そしてメアリーの向こうには、彼女に縋り付くように眠っているキャロンの姿があった。

 

「私たち、倒れたらしいですよ」

 

「え…?」

 

眩暈は覚えているが、何故倒れたのか、やはり全く分からない。

 

「訓練は中止、セフィラとほかの管理人たちは復旧とか、配膳とか…色々してるみたいです。」

 

メアリーは淡々と語る。

 

普段静かな彼女がこれほどまでにしゃべってくれるとは思わず、ラサもじっとその言葉に聞き入っていた。

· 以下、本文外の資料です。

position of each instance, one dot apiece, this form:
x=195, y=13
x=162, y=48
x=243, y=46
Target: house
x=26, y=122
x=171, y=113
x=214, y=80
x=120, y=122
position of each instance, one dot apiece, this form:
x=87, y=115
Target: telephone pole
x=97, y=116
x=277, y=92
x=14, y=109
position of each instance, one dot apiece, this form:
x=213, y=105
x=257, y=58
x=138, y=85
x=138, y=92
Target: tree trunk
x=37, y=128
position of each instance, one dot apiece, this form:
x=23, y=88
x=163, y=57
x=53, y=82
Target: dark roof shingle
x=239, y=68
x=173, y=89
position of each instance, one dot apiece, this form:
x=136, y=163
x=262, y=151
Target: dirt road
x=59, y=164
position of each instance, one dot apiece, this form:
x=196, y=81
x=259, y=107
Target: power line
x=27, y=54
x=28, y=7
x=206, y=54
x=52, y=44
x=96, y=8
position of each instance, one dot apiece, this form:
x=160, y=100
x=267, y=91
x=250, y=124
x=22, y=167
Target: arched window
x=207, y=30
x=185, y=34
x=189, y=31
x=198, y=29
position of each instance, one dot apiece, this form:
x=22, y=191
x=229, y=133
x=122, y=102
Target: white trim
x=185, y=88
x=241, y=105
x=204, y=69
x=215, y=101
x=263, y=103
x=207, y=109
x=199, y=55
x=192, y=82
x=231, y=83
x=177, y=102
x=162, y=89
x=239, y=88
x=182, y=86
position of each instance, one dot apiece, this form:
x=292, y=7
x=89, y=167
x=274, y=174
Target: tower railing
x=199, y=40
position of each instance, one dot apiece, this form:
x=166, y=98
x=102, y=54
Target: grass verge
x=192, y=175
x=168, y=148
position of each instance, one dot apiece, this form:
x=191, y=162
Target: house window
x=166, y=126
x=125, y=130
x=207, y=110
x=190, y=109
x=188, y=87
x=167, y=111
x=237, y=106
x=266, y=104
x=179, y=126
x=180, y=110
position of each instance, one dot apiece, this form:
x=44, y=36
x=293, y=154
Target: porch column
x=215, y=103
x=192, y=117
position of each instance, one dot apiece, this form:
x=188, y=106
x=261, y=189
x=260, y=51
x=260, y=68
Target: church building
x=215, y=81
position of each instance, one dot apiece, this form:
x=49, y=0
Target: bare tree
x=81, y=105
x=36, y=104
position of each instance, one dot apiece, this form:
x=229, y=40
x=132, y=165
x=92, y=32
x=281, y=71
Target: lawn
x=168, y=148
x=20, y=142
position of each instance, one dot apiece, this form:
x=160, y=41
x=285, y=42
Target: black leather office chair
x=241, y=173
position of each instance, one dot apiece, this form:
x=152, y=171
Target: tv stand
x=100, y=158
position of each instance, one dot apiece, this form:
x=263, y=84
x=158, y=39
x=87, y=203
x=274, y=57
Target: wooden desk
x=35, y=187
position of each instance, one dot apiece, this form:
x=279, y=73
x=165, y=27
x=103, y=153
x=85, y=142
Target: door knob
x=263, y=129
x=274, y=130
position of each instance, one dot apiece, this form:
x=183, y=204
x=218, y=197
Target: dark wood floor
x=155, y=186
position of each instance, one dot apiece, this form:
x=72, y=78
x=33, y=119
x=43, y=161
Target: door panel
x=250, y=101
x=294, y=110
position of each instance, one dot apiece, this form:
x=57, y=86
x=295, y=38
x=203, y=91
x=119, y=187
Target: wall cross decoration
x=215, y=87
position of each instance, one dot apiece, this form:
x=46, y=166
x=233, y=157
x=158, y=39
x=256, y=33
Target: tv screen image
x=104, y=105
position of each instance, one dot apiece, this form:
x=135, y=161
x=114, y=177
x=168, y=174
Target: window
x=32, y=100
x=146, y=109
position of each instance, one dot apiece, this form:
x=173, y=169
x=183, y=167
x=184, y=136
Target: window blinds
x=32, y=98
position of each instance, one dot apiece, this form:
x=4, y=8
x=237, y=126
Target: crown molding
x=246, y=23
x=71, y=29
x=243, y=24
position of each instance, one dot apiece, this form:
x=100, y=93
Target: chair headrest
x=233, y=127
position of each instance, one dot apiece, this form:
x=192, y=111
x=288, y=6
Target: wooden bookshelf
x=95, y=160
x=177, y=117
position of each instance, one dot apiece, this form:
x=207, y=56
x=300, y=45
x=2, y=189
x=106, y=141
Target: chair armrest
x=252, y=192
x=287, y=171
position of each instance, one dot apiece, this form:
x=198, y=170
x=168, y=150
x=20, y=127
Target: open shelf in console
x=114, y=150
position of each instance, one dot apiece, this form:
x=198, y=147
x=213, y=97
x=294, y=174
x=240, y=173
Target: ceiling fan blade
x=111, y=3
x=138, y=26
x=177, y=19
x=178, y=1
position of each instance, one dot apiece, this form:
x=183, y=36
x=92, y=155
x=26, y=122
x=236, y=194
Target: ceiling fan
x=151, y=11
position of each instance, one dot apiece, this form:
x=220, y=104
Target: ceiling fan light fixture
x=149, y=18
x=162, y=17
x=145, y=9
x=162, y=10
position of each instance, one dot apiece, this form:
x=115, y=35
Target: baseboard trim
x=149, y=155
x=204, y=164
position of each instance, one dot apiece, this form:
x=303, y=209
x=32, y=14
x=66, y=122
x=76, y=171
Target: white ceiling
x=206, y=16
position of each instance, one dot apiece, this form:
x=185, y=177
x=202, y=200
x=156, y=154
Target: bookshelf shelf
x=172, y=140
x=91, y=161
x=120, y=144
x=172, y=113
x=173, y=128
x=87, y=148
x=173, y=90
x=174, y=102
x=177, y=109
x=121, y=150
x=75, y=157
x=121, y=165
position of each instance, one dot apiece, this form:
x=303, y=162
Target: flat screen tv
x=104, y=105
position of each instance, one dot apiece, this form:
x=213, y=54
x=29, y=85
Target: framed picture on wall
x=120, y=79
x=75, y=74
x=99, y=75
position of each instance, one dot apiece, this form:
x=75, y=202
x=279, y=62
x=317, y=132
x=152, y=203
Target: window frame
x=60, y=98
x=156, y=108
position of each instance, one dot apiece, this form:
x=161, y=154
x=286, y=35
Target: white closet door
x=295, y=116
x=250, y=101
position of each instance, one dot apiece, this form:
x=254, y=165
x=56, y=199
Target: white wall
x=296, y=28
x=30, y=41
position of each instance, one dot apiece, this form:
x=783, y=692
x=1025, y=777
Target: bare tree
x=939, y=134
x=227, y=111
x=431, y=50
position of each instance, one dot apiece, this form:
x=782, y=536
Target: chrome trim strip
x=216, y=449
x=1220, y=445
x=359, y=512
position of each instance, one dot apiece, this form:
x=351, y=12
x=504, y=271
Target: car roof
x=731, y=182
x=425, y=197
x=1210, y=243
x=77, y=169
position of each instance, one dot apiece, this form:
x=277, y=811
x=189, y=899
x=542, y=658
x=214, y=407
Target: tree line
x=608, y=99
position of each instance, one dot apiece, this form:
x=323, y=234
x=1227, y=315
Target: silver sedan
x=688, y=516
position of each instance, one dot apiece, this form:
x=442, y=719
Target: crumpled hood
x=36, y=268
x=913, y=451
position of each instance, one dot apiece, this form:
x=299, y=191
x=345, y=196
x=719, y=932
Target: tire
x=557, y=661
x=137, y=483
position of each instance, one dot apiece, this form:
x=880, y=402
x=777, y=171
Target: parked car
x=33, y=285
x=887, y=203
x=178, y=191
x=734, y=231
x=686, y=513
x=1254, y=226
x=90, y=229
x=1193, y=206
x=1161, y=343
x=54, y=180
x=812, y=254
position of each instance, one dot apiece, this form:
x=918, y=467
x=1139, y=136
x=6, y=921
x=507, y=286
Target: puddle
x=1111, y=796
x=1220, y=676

ふと、メアリーの方に視線を向けてみると、彼女は突っ伏して眠っているキャロンをじっと見つめていた。

 

「嫌な集まりですよ。自分たちの支部では、こんな思いせずに済んだのに。

 何故倒れたのが私たちだけだったんでしょうか。

 こんなことにならないで済むには、どうしたらよかったんでしょうか。」

 

彼女の声は、小さいながらも、色々な感情が複雑に混ざって聞こえてくる。

それは、静かな彼女の心が震えあがってわき出す感情のようでもあった。

 

「ほんと……嫌な集まりです。」

 

メアリーは最後に再び、ぽつんと、そう言い終えると、眠るキャロンの頭を撫でた。

 

「メアリー先輩…」

 

彼女の言葉を、今日は少しだけたくさん聞いた気がする。

 

 

未だに指先に力は入らないが、すっかり落ち着いて、

自分でも今夜よく眠れば回復するだろうということが分かる。

 

早く良くならなくては、と思う反面、

ラサは目を閉じながらそっと静かに微笑む。

 

――――“こんな日々がもう少しだけ。

   もう少しだけ続いてくれたら”

 

と。

 

 

           END『11月の雨』

 

(タイトルに特に意味はないです。まだ本編を書くのに奮闘していた4年ほど前の11月に、

 和泉さんのピアノ『11月の雨』を無性に聴きたくなって、ふと書き始めたお話でした。